Moreover, I noticed that both size of 77e77928-cb26-4543-bd41-e785fcac49f0 and _metadata are 128MB which is much larger than its correct capacity, is this expected on azure blob storage or you just uploaded the wrong files?


Best
Yun Tang

From: Alexey Trenikhun <[hidden email]>
Sent: Thursday, March 18, 2021 0:45
To: Yun Tang <[hidden email]>; Tzu-Li (Gordon) Tai <[hidden email]>; [hidden email] <[hidden email]>
Subject: Re: EOFException on attempt to scale up job with RocksDB state backend
 
Hi Yun,

I've copied 77e77928-cb26-4543-bd41-e785fcac49f0 and _metadata to Google drive:

Compression was never enabled (docs says that RocksDB's incremental checkpoints always use snappy compression, not sure does it have effect on savepoint or not)

Thanks,
Alexey

From: Yun Tang <[hidden email]>
Sent: Wednesday, March 17, 2021 12:33 AM
To: Alexey Trenikhun <[hidden email]>; Tzu-Li (Gordon) Tai <[hidden email]>; [hidden email] <[hidden email]>
Subject: Re: EOFException on attempt to scale up job with RocksDB state backend
 
Hi Alexey,

Thanks for your quick response. I have checked two different logs and still cannot understand why this could happen.

Take "wasbs://[hidden email]/gsp/savepoints/savepoint-000000-67de6690143a/77e77928-cb26-4543-bd41-e785fcac49f0" for example, the key group range offset has been intersected correctly during rescale for task "Intake voice calls (6/7)". The only place I could doubt is that azure blob storage did work as expected during seek offset [1].

Have you ever enabled snappy compression [2] [3] for savepoints?
Could you also share the file "wasbs://[hidden email]/gsp/savepoints/savepoint-000000-67de6690143a/77e77928-cb26-4543-bd41-e785fcac49f0 " so that I could seek locally to see whether work as expected.
Moreover, could you also share savepoint meta data ""wasbs://[hidden email]/gsp/savepoints/savepoint-000000-67de6690143a/_metadata" ?

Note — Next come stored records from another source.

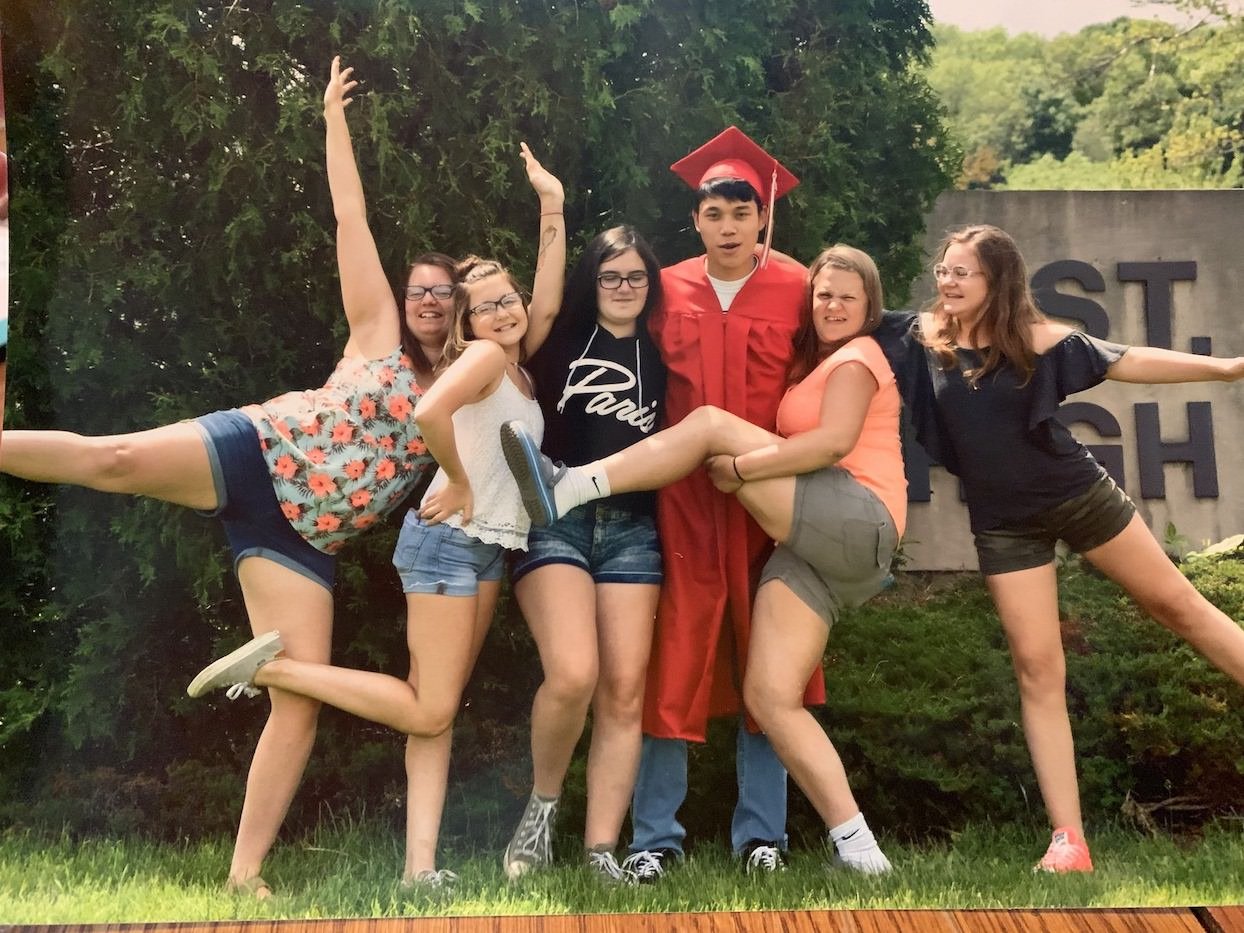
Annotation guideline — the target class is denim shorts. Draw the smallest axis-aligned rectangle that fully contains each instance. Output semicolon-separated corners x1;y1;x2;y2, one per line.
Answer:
510;503;662;583
393;509;505;596
975;473;1136;576
194;408;337;590
760;467;898;626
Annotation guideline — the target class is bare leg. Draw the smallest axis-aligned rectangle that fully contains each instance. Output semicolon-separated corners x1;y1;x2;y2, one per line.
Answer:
229;557;332;893
0;422;217;510
402;581;501;878
1085;515;1244;684
985;561;1079;835
255;592;498;738
743;580;860;826
515;564;598;797
583;583;661;848
601;406;781;493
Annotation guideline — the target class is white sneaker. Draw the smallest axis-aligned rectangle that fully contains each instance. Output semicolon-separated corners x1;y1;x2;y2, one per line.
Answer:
185;632;285;699
743;842;786;875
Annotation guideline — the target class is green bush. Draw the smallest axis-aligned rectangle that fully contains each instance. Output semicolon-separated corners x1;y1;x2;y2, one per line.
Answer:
797;555;1244;835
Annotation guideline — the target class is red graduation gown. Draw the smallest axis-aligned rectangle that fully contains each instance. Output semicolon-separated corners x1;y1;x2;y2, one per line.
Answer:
643;256;825;741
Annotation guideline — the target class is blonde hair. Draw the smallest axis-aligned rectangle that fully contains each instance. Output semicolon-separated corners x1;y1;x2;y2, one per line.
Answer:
437;256;526;372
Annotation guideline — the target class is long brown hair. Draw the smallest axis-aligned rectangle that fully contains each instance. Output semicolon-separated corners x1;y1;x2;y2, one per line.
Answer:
437;256;527;371
786;243;886;384
923;224;1045;386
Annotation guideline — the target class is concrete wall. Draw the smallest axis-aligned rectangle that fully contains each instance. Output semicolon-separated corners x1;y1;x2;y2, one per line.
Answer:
904;190;1244;570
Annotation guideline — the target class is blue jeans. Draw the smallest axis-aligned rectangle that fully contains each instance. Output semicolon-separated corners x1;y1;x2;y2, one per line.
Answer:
631;719;786;855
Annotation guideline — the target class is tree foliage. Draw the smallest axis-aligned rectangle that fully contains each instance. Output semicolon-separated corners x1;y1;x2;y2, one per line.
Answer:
928;7;1244;188
0;0;955;832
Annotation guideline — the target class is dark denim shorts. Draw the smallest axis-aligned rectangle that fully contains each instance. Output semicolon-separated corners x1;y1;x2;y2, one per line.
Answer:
393;509;505;596
194;408;337;590
975;473;1136;576
510;503;662;583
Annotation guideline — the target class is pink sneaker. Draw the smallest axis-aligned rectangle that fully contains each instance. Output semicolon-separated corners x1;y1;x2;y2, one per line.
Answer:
1033;826;1092;875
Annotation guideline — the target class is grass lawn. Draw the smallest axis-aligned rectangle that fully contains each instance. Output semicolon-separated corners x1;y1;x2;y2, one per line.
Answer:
0;821;1244;923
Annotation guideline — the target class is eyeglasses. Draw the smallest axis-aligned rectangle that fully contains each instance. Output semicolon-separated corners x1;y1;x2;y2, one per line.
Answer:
467;291;522;317
933;262;984;282
596;269;648;289
406;285;455;301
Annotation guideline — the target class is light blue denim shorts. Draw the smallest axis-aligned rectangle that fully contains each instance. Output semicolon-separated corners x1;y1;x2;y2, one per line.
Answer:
510;503;662;583
393;509;505;596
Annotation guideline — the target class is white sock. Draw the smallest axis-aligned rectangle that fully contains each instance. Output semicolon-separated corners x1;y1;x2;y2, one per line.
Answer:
552;460;610;519
830;814;891;875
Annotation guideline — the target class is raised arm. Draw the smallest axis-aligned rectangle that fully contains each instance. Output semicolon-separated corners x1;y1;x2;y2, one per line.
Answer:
1106;347;1244;384
414;340;505;525
323;56;401;358
519;143;566;356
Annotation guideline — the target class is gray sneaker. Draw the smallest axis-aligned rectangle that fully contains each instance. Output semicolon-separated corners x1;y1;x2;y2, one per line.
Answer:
501;794;557;881
501;422;566;526
622;848;678;884
587;850;639;886
185;632;285;699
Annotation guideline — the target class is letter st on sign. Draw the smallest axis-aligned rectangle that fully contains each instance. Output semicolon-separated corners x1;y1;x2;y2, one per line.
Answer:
903;259;1218;503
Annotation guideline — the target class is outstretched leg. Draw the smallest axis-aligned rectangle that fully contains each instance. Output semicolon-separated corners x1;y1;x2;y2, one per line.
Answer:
254;594;487;738
0;422;217;510
1085;515;1244;684
985;562;1084;833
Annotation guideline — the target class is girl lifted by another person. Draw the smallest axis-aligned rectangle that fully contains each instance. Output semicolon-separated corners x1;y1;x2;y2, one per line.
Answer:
503;245;907;873
876;225;1244;872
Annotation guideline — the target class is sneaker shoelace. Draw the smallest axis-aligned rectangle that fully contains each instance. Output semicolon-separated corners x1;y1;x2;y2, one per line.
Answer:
587;852;633;883
622;850;666;881
510;797;557;865
746;846;784;873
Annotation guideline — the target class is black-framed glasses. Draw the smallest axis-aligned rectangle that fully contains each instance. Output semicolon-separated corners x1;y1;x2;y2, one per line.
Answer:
467;291;522;317
933;262;984;282
406;285;457;301
596;269;648;289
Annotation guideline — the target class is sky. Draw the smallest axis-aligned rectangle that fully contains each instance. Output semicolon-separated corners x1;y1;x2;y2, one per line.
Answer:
929;0;1181;36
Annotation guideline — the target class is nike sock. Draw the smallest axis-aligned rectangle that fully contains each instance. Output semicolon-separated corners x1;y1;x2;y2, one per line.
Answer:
552;460;610;519
830;814;891;875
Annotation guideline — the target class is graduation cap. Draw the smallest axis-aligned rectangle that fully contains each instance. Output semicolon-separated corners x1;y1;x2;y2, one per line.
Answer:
669;127;799;267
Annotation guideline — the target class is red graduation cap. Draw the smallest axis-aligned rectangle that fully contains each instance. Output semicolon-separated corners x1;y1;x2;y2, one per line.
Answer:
669;127;799;266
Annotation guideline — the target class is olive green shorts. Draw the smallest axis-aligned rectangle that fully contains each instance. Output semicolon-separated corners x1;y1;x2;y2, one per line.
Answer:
760;467;898;626
975;473;1136;576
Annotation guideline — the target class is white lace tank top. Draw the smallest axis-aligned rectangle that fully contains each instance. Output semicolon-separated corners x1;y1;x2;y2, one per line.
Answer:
424;376;544;551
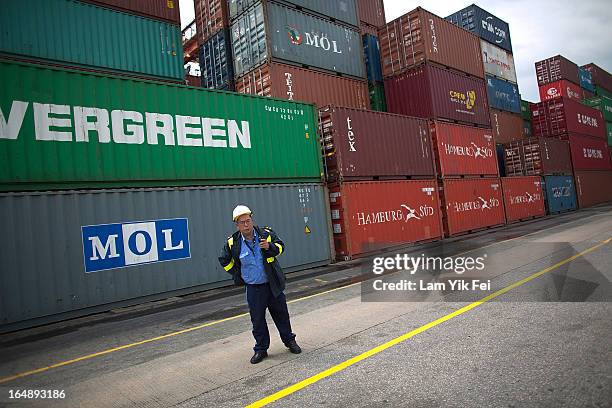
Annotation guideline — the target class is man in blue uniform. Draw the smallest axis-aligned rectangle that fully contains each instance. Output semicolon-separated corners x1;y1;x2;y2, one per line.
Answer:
219;205;302;364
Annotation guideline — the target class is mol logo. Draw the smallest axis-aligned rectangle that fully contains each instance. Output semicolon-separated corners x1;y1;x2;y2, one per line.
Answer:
286;26;302;45
81;218;191;272
449;91;476;110
285;26;342;54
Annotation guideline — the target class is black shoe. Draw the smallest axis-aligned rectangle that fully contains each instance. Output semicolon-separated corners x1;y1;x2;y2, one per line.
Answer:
251;350;268;364
285;340;302;354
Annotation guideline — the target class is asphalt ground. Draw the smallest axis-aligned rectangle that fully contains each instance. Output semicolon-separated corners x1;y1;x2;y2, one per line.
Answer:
0;206;612;407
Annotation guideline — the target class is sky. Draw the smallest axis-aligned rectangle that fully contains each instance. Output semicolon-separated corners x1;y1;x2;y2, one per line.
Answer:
179;0;612;102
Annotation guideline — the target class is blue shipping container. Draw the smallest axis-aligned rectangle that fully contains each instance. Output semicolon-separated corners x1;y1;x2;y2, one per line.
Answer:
199;29;234;91
446;4;512;52
363;34;383;82
544;176;578;214
579;68;595;92
486;75;521;113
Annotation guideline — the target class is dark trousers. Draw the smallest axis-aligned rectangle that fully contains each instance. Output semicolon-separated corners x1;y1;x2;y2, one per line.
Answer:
247;283;295;351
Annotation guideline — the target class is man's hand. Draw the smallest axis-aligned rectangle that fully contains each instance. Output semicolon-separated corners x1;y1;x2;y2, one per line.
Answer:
259;239;270;250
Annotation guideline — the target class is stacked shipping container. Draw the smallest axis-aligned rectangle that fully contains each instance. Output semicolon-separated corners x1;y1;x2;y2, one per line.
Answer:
229;0;368;108
0;0;184;83
0;60;331;330
531;55;612;207
194;0;234;91
319;106;442;259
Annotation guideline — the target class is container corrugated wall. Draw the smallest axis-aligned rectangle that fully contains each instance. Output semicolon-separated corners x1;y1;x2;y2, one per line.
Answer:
81;0;181;25
446;4;512;52
544;176;578;214
562;133;612;170
578;68;595;92
385;64;491;126
231;2;365;78
236;62;370;109
0;61;322;191
535;55;580;86
0;184;330;331
501;176;546;223
363;34;383;82
431;121;499;177
440;178;506;237
582;63;612;91
491;109;524;143
531;98;606;139
538;79;584;102
378;7;484;78
0;0;184;82
198;29;234;91
193;0;229;45
486;75;521;113
357;0;386;28
480;40;516;84
330;180;442;260
227;0;358;27
574;170;612;208
319;106;435;182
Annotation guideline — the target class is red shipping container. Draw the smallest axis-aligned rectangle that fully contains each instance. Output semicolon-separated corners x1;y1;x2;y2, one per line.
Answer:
574;170;612;208
378;7;484;78
319;106;435;182
357;0;387;27
431;121;499;177
193;0;229;45
582;62;612;92
535;55;580;86
531;98;606;139
385;64;491;127
236;62;370;109
504;137;573;176
501;176;546;223
540;80;584;102
440;178;506;237
329;180;442;260
561;133;612;171
78;0;181;26
491;109;525;143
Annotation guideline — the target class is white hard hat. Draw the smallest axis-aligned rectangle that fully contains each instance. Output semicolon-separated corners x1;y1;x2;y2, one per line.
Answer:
232;205;253;221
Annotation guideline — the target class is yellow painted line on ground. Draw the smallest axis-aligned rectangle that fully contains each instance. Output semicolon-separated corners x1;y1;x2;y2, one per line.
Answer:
0;214;598;384
247;238;612;408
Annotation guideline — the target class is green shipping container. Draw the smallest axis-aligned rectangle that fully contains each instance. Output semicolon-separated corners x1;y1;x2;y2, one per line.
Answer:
0;60;322;191
368;82;387;112
582;96;612;122
0;0;184;81
521;99;531;122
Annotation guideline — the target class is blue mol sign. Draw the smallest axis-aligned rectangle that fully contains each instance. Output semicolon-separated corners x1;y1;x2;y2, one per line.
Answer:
81;218;191;272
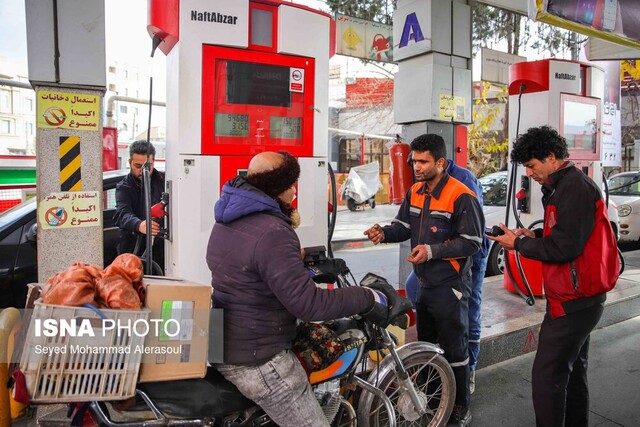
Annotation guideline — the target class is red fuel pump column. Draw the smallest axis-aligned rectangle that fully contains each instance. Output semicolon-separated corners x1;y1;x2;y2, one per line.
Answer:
389;137;413;205
504;59;605;296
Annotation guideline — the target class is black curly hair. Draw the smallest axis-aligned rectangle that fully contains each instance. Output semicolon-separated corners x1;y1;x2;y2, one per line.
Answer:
411;133;447;161
511;126;569;163
246;151;300;199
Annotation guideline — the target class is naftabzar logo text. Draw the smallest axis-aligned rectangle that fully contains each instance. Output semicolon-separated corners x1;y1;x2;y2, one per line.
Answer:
191;10;238;25
556;73;577;80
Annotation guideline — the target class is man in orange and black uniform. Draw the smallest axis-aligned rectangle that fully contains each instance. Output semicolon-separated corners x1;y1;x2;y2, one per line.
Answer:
365;134;484;426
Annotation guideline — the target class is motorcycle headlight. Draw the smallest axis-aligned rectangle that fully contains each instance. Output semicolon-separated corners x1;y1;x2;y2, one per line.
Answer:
618;205;633;217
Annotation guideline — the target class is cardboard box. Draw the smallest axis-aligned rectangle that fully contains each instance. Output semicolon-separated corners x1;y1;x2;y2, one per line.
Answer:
139;276;212;383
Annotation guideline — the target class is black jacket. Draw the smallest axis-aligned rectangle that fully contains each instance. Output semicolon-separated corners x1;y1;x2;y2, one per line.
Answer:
113;169;164;262
514;162;619;318
382;172;484;287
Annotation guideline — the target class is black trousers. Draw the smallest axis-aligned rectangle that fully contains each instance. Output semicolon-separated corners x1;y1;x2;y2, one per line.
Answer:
531;304;604;427
416;273;471;408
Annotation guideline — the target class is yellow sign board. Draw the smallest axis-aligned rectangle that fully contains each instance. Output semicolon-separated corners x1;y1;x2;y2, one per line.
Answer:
38;90;100;131
38;191;102;230
439;93;468;122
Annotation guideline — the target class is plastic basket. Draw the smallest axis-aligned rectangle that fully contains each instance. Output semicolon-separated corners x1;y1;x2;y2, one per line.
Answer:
20;302;149;403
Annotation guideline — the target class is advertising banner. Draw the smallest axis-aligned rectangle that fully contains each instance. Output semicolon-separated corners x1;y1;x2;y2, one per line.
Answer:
528;0;640;49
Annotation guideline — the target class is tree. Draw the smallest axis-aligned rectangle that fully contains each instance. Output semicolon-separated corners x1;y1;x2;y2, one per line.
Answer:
471;2;586;59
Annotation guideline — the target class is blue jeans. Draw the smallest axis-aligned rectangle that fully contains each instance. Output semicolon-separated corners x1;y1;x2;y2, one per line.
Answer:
404;253;487;371
216;350;329;427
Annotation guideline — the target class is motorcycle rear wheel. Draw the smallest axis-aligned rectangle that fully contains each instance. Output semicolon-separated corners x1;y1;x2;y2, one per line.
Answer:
358;351;456;427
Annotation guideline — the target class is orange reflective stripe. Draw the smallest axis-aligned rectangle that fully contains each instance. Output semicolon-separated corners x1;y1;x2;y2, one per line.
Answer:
429;177;476;213
411;183;427;209
442;258;460;273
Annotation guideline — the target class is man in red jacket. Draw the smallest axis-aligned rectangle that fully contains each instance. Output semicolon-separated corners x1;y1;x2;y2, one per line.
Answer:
489;126;619;427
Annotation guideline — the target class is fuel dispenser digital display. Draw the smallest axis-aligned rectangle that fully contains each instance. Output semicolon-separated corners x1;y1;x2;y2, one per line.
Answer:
559;93;601;160
202;46;314;156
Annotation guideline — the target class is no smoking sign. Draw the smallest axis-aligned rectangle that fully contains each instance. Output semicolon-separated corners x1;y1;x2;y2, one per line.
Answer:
289;68;304;92
44;207;69;227
42;107;67;127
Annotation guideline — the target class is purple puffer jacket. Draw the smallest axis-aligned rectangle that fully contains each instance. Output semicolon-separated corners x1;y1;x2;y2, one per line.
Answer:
207;177;373;365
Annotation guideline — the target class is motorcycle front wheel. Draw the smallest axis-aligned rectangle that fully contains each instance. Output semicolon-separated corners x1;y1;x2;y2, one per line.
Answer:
358;351;456;427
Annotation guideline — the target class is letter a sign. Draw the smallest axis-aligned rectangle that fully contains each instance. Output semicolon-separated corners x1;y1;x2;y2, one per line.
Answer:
400;12;424;47
393;0;432;61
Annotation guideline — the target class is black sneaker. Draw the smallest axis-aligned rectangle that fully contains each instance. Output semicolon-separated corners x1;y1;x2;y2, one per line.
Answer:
448;405;471;427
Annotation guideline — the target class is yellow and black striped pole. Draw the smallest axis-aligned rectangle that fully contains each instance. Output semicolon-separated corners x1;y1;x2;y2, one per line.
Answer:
60;136;82;191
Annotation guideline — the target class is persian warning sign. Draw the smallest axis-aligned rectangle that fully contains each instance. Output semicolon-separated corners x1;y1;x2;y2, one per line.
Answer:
38;191;102;230
38;90;100;131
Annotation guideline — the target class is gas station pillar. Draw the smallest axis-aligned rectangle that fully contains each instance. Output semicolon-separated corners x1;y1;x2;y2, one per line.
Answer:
393;0;472;284
25;0;106;282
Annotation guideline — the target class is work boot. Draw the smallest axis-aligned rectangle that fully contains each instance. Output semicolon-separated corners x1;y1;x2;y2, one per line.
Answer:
448;405;471;427
469;369;476;394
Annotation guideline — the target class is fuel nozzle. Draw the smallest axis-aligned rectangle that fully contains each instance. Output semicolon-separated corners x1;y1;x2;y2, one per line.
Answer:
516;176;531;213
151;193;169;218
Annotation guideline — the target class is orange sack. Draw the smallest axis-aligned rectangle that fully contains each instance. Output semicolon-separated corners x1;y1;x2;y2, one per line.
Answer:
96;257;142;310
111;254;144;284
41;262;102;306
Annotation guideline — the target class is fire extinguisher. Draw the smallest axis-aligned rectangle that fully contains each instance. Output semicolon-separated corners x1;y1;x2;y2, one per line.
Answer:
389;135;413;205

[3] <a href="https://ci.apache.org/projechttps://ci.apache.org/projects/flink/flink-docs-release-1.12/deployment/config.html#execution-checkpointing-snapshot-compressions/flink/flink-docs-stable/ops/state/large_state_tuning.html#compression" id="LPlnk412049">https://ci.apache.org/projechttps://ci.apache.org/projects/flink/flink-docs-release-1.12/deployment/config.html#execution-checkpointing-snapshot-compressions/flink/flink-docs-stable/ops/state/large_state_tuning.html#compression

Best
Yun Tang

From: Alexey Trenikhun <[hidden email]>
Sent: Wednesday, March 17, 2021 14:25
To: Yun Tang <[hidden email]>; Tzu-Li (Gordon) Tai <[hidden email]>; [hidden email] <[hidden email]>
Subject: Re: EOFException on attempt to scale up job with RocksDB state backend
 
Attached. 


From: Yun Tang <[hidden email]>
Sent: Tuesday, March 16, 2021 11:13 PM
To: Alexey Trenikhun <[hidden email]>; Tzu-Li (Gordon) Tai <[hidden email]>; [hidden email] <[hidden email]>
Subject: Re: EOFException on attempt to scale up job with RocksDB state backend
 
Hi Alexey,

Thanks for your reply, could you also share logs during normal restoring just as I wrote in previous thread so that I could compare.

Best
Yun Tang

From: Alexey Trenikhun <[hidden email]>
Sent: Wednesday, March 17, 2021 13:55
To: Yun Tang <[hidden email]>; Tzu-Li (Gordon) Tai <[hidden email]>; [hidden email] <[hidden email]>
Subject: Re: EOFException on attempt to scale up job with RocksDB state backend
 
Hi Yun,
I'm attaching shorter version of log, looks like full version didn't come through

Thanks,
Alexey

From: Yun Tang <[hidden email]>
Sent: Tuesday, March 16, 2021 8:05 PM
To: Alexey Trenikhun <[hidden email]>; Tzu-Li (Gordon) Tai <[hidden email]>; [hidden email] <[hidden email]>
Subject: Re: EOFException on attempt to scale up job with RocksDB state backend
 
Hi Alexey,

I believe your exception messages are printed from Flink-1.12.2 not Flink-1.12.1 due to the line number of method calling.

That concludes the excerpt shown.